Host–guest complexation in the β-glycyrrhizic acid–2,8-dimethyl-5-[2´-(6″-methylpyridin-3″-yl)ethyl]-2,3,4,5-tetrahydro-1H-pyrido[4,3-b]indole system

Electronic, IR, and NMR spectroscopy methods were used to study the interaction in the β-glycyrrhizic acid (GA)–2,8-dimethyl-5-[2´-(6″-methylpyridin-3″-yl)ethyl]-2,3,4,5-tetra-hydro-1H-pyrido[4,3-b]indole (Dim) system in an alcoholic medium. The complete assignment of signals in the 1H and 13C NMR spectra of Dim and GA in CD3OD was made for the individual components and for thier mixtures at different ratios. These data suggest the formation of a host–guest complex in this system.
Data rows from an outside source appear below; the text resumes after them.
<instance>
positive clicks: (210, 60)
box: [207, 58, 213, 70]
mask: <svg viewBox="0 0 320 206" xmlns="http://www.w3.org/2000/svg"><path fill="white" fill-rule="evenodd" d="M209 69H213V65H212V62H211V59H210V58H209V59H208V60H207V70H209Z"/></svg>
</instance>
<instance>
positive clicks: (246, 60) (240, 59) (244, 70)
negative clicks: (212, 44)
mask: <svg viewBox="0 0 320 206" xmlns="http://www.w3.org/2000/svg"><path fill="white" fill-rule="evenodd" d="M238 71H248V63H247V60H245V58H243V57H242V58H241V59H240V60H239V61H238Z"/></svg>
It is hypothesized that associates of GA molecules interact with Dim through Δ12,13–carbonyl group conjugated bonds in the triterpene moiety of GA that interact with the aromatic systems of the indole and pyridine moieties of Dim, as well as via an acid-base mechanism involving mainly the carboxy groups of glucuronic acid residues in the carbohydrate part of GA and the nitrogen atom of the tetrahydropyridine ring of Dim.